In 2017, the City began working with American Rivers and the original project partners - the Washington Department of Fish and Wildlife (WDFW), the Lummi Nation, and the Nooksack Indian Tribe - to initiate a project to achieve fish passage at the Middle Fork diversion dam site. The project involves dam removal to restore habitat connectivity, providing upstream fish passage to 16 miles of pristine habitat for Puget Sound Chinook salmon, steelhead, and bull trout; moving the point of diversion just upstream of the existing location to eliminate the need for the dam and to maintain the City's water supply; a National Marine Fisheries Service (NMFS) and WDFW compliant fish screen to protect downstream emigrating juvenile fish; improved navigation for recreational whitewater kayakers; and restoration of a free-flowing river. The project was designed and permitted in January 2018 - March 2019, and $5.5 million in private-public funding secured. The project was ranked as the #1 priority of the Puget Sound Acquisition and Restoration (PSAR) fund. Pending final funding, construction will be completed in 2020.
Project status: Pre-construction. Design and permitting complete. Construction funding allocated.
Design consultant: HDR, Inc.
Next milestone: Advertise construction contract for bid in the summer of 2019 and secure contractor for 2020 construction.

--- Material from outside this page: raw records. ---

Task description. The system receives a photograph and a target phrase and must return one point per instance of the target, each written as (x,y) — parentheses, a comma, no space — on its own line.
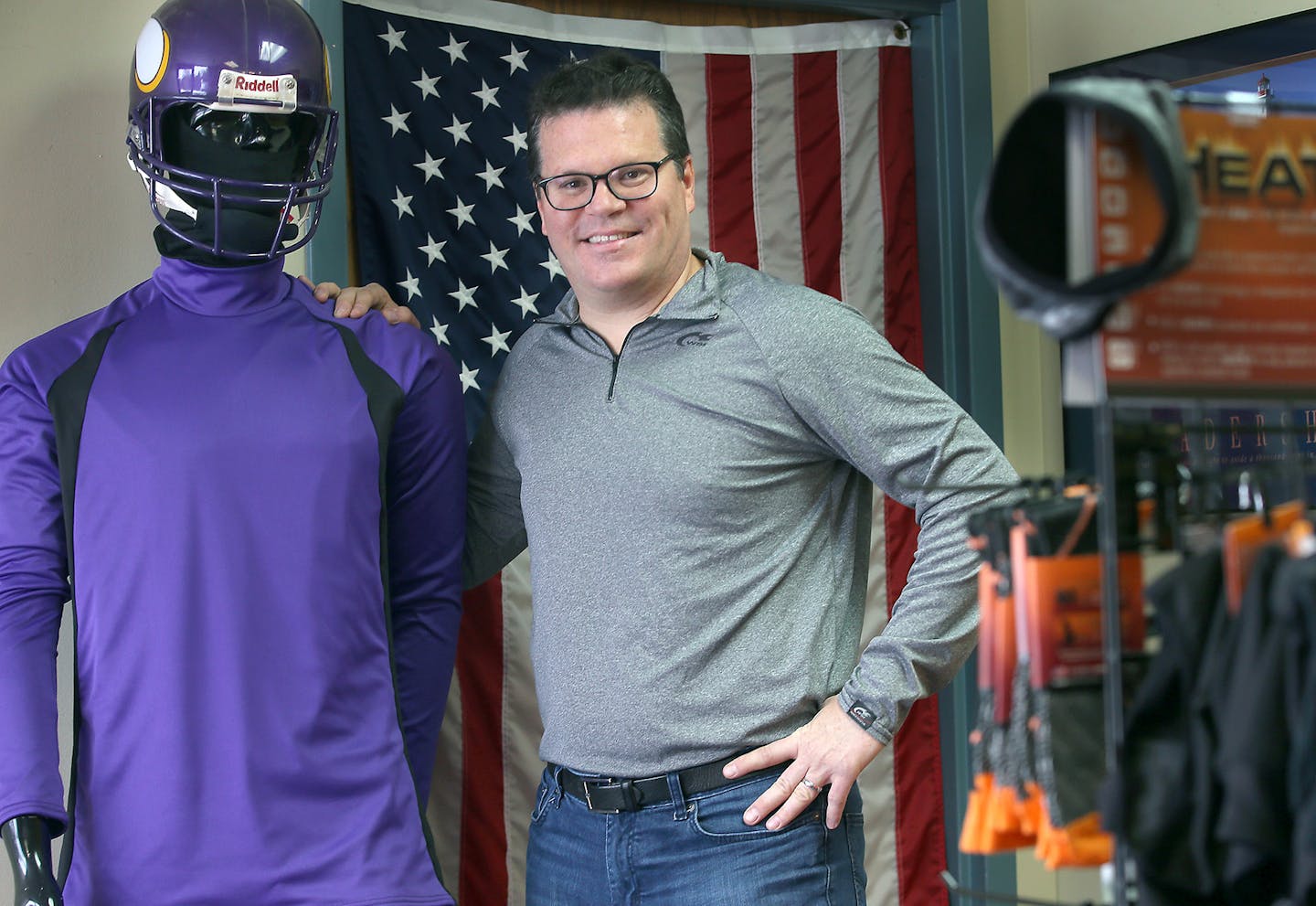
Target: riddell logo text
(268,86)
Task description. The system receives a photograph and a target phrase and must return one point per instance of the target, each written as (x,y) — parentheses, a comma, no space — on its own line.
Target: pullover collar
(697,301)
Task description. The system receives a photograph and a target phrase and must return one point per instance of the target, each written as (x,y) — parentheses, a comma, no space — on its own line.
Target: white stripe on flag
(687,77)
(777,194)
(521,727)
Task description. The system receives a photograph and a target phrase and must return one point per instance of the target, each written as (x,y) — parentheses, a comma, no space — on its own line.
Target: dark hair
(607,80)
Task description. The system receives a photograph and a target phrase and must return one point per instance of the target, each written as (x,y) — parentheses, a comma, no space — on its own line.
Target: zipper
(616,358)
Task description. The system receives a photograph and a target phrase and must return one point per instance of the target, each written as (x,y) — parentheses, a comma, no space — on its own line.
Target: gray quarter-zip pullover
(697,513)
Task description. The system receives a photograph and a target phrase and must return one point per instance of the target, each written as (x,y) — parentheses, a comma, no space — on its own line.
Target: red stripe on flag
(730,157)
(817,152)
(479,673)
(920,827)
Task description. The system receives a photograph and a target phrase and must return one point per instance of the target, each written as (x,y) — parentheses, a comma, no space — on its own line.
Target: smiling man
(688,447)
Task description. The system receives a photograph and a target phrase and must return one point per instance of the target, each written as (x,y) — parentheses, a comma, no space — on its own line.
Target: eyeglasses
(630,182)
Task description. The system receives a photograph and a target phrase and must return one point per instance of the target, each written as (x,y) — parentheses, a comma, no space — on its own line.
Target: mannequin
(228,144)
(257,515)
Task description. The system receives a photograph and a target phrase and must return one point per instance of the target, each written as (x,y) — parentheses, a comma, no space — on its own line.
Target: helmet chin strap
(232,145)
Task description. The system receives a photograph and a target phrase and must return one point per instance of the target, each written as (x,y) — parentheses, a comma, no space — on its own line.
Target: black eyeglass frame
(594,182)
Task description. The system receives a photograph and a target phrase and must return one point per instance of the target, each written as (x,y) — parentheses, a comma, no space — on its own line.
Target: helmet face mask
(230,126)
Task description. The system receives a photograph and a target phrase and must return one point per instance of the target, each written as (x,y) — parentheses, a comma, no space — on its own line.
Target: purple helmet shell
(242,56)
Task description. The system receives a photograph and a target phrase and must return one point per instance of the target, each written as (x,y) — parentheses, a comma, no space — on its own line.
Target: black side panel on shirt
(68,402)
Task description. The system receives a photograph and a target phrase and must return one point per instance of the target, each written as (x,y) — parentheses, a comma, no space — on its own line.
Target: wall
(1031,39)
(77,229)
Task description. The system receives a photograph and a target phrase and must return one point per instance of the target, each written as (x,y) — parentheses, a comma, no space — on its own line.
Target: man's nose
(603,200)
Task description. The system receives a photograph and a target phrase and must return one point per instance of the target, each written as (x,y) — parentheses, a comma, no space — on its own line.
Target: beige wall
(1031,39)
(75,228)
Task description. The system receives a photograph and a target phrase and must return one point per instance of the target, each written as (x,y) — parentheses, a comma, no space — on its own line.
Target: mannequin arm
(27,840)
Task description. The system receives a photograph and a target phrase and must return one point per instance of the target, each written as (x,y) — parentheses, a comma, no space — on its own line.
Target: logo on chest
(694,338)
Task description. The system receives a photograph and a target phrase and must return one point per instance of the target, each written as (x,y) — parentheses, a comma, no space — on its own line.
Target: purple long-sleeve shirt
(260,511)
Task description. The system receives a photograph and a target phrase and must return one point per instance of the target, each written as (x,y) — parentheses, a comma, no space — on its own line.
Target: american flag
(803,148)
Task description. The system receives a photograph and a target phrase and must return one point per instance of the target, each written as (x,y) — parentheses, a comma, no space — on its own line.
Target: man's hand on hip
(828,751)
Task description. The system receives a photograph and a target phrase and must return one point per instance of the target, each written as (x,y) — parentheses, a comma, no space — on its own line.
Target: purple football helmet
(263,60)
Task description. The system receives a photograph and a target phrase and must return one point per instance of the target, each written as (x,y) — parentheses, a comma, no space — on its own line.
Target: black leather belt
(616,794)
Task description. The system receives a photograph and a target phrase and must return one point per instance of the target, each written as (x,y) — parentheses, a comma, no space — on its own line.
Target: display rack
(1243,304)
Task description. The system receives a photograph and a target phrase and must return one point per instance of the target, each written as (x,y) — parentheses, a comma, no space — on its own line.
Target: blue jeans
(693,851)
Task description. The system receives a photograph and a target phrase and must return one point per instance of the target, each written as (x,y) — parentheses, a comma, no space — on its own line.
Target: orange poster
(1241,314)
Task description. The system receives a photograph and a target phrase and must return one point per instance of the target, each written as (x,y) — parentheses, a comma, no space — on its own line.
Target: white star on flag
(433,250)
(498,340)
(430,166)
(398,120)
(403,203)
(491,176)
(495,257)
(463,215)
(488,96)
(517,138)
(458,131)
(394,38)
(454,49)
(411,284)
(465,295)
(525,302)
(467,378)
(516,59)
(427,84)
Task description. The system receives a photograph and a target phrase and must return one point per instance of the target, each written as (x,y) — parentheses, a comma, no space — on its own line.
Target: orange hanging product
(1244,538)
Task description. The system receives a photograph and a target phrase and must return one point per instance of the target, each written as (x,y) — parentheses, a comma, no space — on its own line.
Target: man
(685,447)
(262,643)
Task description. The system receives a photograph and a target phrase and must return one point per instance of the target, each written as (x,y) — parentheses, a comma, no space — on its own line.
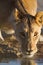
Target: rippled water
(38,60)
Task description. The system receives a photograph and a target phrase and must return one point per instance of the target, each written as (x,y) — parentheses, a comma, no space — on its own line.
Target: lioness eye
(35,34)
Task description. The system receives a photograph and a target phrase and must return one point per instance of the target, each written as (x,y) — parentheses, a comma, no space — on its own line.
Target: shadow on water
(10,59)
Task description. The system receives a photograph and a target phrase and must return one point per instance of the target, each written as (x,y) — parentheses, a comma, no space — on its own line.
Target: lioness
(27,31)
(27,26)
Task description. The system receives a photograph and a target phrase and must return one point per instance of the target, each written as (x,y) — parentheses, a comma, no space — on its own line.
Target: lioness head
(28,29)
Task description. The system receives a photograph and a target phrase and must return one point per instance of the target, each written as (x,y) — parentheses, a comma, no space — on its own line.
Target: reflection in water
(22,61)
(28,62)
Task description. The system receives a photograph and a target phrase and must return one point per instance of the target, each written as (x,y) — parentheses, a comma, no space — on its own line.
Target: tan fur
(29,36)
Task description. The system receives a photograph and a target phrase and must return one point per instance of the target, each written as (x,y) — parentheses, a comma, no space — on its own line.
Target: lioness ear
(39,17)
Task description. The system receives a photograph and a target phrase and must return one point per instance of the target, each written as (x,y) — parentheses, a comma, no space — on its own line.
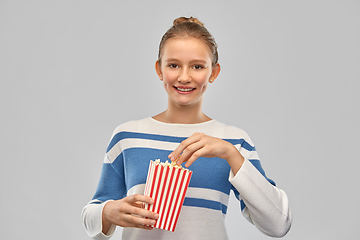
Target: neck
(182,115)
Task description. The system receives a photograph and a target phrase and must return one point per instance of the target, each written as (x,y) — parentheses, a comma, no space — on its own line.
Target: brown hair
(190,27)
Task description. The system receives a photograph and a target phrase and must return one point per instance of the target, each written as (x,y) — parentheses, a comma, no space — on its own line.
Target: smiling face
(186,69)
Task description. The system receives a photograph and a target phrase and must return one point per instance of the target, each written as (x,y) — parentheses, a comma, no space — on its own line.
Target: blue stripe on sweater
(164,138)
(203,203)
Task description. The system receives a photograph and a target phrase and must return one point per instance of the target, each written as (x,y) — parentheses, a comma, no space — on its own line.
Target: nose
(184,76)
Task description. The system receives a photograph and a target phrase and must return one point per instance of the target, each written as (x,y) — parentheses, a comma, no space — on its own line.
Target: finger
(136,221)
(139,198)
(182,146)
(189,151)
(199,153)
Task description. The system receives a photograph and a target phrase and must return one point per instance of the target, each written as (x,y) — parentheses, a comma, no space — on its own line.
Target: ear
(158,69)
(215,73)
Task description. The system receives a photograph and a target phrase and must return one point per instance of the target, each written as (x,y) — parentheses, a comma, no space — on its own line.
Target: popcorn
(167,184)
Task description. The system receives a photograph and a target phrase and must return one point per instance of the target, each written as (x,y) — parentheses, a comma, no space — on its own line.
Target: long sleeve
(92,221)
(111,187)
(266,206)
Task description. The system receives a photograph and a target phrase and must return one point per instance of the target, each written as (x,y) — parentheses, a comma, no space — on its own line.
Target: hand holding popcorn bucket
(167,184)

Project Partners and Coordination
This project is a collaborative effort between the City of Bellingham, Lummi Nation, Nooksack Indian Tribe, Washington Department of Fish and Wildlife, and American Rivers, with funding from Paul G. Allen Family Foundation, the City of Bellingham, the U.S. Fish and Wildlife Service, and the Resources Legacy Fund through the Open Rivers Fund. Additional key project supporters include the Puget Sound Partnership, Long Live the Kings, and American Whitewater.